“If everyone is moving forward together, then success takes care of itself.” —Henry Ford
Imagine starting a business to make or sell a product or deliver a service. You put an inordinate amount of time identifying what you want to do and how you will do it. You are proud of you ‘product’. As a small group of committed people, you are all working together to grow and prosper. But as that happens, you hire more people. You teach them the ‘job’ and expect the same level of commitment as the original core group. However, not everyone follows you as you wish. Some don’t possess the same level of motivation. Some have questions about your processes. Some have questions about what you stand for. Suddenly, you feel overwhelmed with “people problems.”
Why is this happening?
There are many reasons but one is that we make the assumption that management and leadership are synonymous and they’re not. Management is about how to make processes and systems work well and leadership is about people – and influence. You can have the best processes and systems but if your people are not aligned to your mission, vision and values, the time you spend backtracking can be costly – financially and emotionally. Business has become less hierarchal and more collaborative making the skills of control less effective than the skills of influence.
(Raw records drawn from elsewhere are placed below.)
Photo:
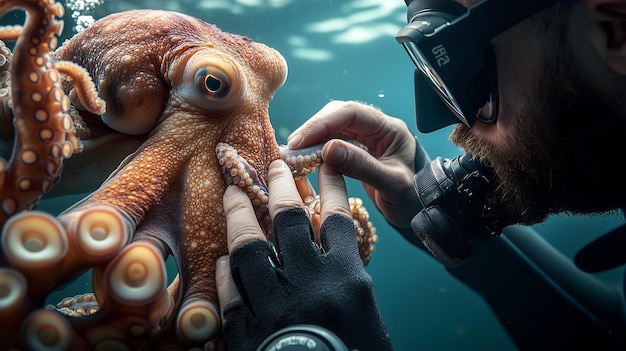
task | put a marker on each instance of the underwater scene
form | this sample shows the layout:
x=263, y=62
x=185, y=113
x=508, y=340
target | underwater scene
x=346, y=50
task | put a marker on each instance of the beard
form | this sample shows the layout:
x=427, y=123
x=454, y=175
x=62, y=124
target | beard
x=565, y=146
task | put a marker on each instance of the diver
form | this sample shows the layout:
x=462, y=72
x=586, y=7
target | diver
x=537, y=89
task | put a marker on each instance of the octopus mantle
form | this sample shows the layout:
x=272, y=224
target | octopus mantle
x=197, y=100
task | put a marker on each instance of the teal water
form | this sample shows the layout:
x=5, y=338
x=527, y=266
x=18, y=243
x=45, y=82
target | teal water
x=345, y=49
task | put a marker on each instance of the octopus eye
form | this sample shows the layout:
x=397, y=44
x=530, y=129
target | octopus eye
x=213, y=84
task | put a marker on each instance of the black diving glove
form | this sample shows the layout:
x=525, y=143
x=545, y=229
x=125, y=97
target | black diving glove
x=330, y=289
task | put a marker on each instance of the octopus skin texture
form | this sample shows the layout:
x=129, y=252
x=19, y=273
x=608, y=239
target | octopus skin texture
x=195, y=101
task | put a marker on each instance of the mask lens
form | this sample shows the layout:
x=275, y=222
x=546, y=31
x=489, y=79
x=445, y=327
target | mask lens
x=437, y=83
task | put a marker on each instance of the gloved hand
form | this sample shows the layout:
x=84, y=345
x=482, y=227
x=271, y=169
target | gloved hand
x=300, y=284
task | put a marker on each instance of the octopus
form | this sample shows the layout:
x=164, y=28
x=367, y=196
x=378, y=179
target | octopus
x=197, y=100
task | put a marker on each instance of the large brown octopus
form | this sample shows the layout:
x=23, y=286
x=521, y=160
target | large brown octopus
x=192, y=93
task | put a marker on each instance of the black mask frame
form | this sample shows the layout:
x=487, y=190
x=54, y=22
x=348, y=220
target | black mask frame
x=456, y=76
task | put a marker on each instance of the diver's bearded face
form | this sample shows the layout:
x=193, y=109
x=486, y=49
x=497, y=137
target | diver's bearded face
x=563, y=146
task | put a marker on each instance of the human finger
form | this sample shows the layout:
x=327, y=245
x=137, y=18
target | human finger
x=282, y=188
x=241, y=223
x=354, y=162
x=340, y=119
x=226, y=288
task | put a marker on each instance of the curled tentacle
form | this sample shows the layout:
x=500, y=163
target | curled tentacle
x=78, y=305
x=44, y=130
x=302, y=162
x=239, y=172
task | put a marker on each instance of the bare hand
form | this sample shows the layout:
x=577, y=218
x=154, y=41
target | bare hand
x=386, y=169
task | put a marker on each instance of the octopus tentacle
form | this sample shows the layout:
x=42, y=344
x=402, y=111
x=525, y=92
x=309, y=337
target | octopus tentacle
x=78, y=305
x=237, y=171
x=44, y=127
x=45, y=329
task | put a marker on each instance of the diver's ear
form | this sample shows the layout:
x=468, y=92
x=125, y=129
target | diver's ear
x=610, y=16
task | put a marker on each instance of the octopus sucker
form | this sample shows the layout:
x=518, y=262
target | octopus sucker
x=174, y=87
x=136, y=275
x=301, y=162
x=196, y=320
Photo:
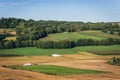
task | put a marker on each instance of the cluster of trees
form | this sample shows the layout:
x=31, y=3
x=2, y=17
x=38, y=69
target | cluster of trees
x=114, y=61
x=71, y=44
x=59, y=44
x=29, y=32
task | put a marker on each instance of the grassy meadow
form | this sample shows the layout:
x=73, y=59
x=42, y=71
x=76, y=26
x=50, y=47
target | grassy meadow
x=56, y=70
x=29, y=51
x=70, y=36
x=99, y=34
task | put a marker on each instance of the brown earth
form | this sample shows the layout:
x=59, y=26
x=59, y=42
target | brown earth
x=75, y=60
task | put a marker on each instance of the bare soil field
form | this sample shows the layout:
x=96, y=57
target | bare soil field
x=91, y=61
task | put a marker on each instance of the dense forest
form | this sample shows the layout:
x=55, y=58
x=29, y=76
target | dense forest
x=28, y=33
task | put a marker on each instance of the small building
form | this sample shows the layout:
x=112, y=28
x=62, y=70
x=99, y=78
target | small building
x=56, y=55
x=27, y=64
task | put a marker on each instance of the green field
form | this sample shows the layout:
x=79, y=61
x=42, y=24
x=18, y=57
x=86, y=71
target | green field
x=5, y=30
x=70, y=36
x=29, y=51
x=99, y=34
x=10, y=38
x=56, y=70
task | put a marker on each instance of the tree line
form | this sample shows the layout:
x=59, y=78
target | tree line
x=29, y=32
x=57, y=44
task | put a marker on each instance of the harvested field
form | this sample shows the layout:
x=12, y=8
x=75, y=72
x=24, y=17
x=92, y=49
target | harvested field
x=94, y=62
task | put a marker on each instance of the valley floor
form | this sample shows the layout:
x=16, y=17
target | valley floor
x=82, y=61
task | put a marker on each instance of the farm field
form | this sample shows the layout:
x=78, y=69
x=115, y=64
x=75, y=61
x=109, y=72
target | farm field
x=10, y=38
x=56, y=70
x=70, y=36
x=32, y=51
x=90, y=62
x=99, y=34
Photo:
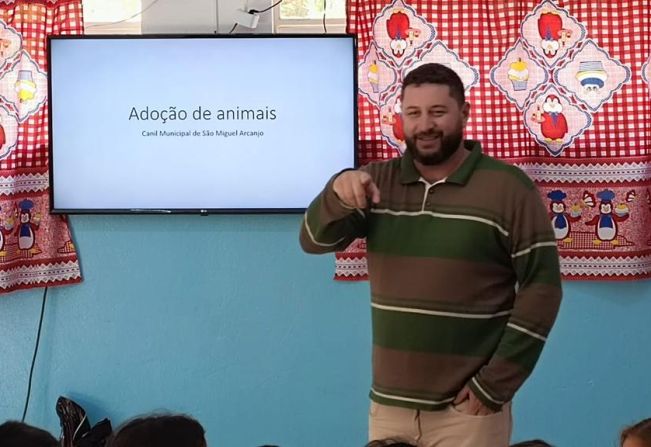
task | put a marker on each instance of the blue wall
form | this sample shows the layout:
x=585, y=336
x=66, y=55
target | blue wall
x=223, y=317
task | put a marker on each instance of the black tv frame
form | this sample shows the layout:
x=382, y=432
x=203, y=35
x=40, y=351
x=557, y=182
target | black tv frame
x=199, y=211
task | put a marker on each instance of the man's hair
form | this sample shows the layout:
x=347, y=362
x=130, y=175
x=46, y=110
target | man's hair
x=532, y=443
x=640, y=430
x=159, y=431
x=389, y=443
x=19, y=434
x=433, y=73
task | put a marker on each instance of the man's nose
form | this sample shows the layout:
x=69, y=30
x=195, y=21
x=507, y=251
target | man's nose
x=426, y=124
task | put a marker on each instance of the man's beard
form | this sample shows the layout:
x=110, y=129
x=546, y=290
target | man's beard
x=448, y=146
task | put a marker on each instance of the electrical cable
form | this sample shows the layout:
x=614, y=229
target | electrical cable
x=128, y=18
x=31, y=369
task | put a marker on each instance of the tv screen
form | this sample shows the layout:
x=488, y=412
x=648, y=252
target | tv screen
x=199, y=123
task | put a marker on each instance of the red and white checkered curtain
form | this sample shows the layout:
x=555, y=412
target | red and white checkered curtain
x=36, y=249
x=561, y=89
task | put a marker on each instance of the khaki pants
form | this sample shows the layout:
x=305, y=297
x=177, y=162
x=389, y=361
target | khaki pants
x=446, y=428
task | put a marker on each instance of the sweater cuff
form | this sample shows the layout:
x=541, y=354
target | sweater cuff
x=485, y=396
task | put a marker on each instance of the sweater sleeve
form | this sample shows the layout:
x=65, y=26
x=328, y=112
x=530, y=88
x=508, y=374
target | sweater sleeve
x=535, y=262
x=329, y=224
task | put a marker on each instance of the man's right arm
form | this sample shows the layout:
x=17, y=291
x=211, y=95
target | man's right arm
x=336, y=217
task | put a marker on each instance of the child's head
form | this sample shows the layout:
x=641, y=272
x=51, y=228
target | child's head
x=19, y=434
x=637, y=435
x=389, y=443
x=532, y=443
x=160, y=431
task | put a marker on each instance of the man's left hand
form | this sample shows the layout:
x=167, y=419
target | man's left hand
x=475, y=407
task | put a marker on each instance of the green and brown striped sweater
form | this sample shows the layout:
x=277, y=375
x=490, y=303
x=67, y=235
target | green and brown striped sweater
x=464, y=277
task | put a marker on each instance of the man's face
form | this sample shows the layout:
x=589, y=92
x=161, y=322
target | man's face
x=433, y=122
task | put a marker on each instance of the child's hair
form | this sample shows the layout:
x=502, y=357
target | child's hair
x=389, y=443
x=19, y=434
x=641, y=431
x=159, y=431
x=532, y=443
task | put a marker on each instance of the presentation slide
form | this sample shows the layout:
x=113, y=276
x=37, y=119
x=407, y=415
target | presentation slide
x=199, y=123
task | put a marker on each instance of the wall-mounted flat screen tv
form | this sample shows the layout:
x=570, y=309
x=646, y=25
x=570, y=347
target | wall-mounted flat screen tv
x=198, y=123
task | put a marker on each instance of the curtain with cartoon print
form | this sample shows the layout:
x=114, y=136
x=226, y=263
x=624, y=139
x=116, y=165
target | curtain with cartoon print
x=36, y=249
x=561, y=89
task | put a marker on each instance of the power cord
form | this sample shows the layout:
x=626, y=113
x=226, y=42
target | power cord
x=266, y=9
x=38, y=340
x=124, y=20
x=255, y=11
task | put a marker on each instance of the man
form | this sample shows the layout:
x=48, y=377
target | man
x=463, y=268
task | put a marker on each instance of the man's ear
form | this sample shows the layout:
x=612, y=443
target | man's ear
x=465, y=113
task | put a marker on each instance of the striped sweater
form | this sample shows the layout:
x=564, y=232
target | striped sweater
x=464, y=275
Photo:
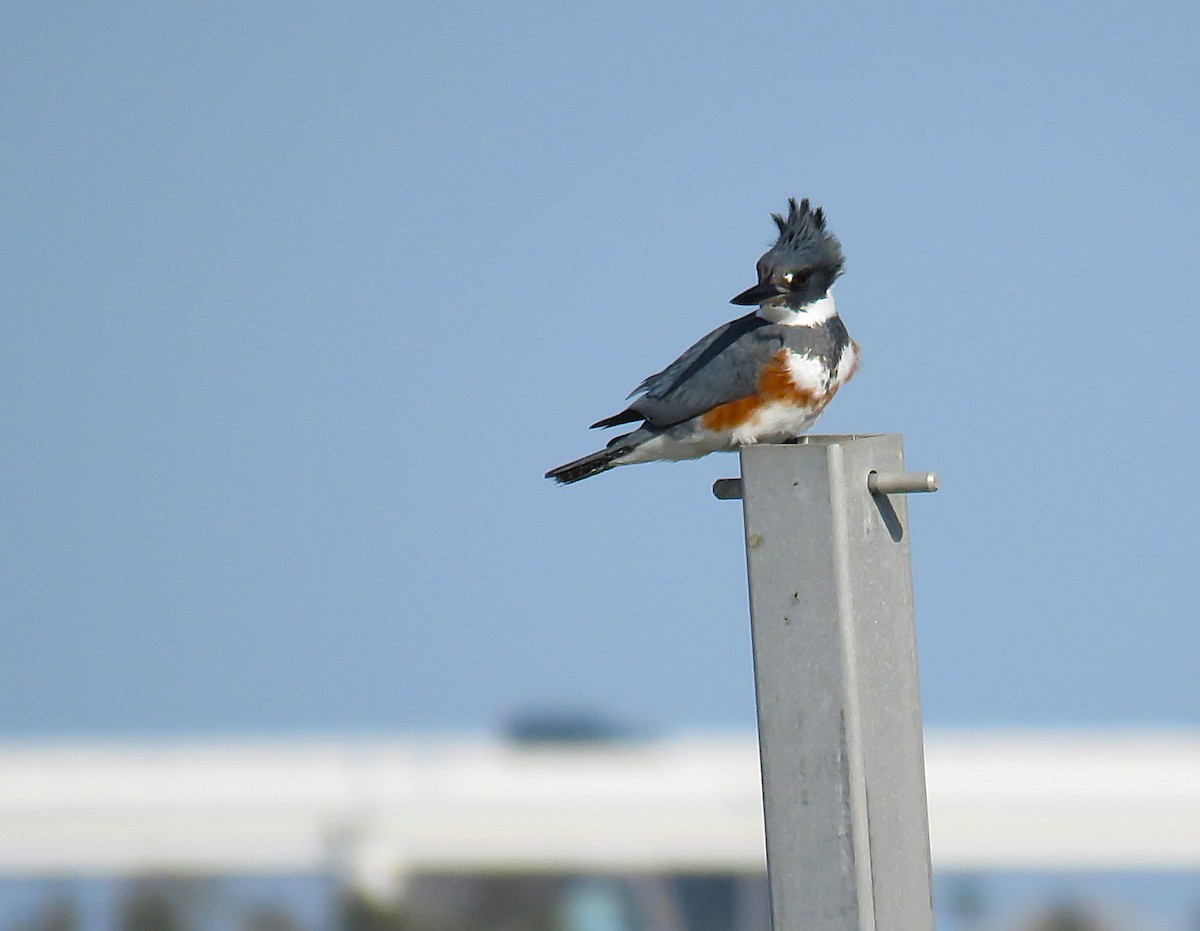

Leadership then, is about helping everyone working with you to engage effectively and respectfully – it’s about helping each and every person listen to one anothers’ perspectives, giving the permission to ask the hard questions with curiosity, and being open as the leader to being influenced by others.
So how do you do this?
First, by asking yourself, what is the foundation we have laid for success? What is our purpose and what are the values we hold dear and will not compromise on?
In 1943, Abraham Maslow’s theory of psychology focused on stages of human growth. Maslow believed that humans cannot get to self-actualization without first meeting their basic physiological needs, their need for safety, a sense of belonging, self esteem and confidence. This theory has been researched and tested over and over and is still widely believed. Look at it this way, a baby’s first job in life is to learn to trust. That is accomplished when their caregiver feeds them, cares for them and meets their needs. This creates a sense of belonging, which allows the infant or child begins to explore. That exploration is fueled further by motivation to achieve and achievement brings mastery, independence and a spirit of generosity to give back.
So ask yourself, how can knowing the science behind human behavior help you lay the foundation for your business success and build leadership among your people? While people are motivated by different things, we each need to feel safe to try, we need to feel like others care that we are part of the team, we need to be challenged and supported as we master our jobs and we need a strong foundation of values that bring together what we do and what we value.
Step One: Begin to think about your legacy. What are the values that will lay the foundation? In day-to-day interactions, what do those values look like and sound like? We have to go back to the basics before we can expect others to commit to engagement that will ultimately lead to success.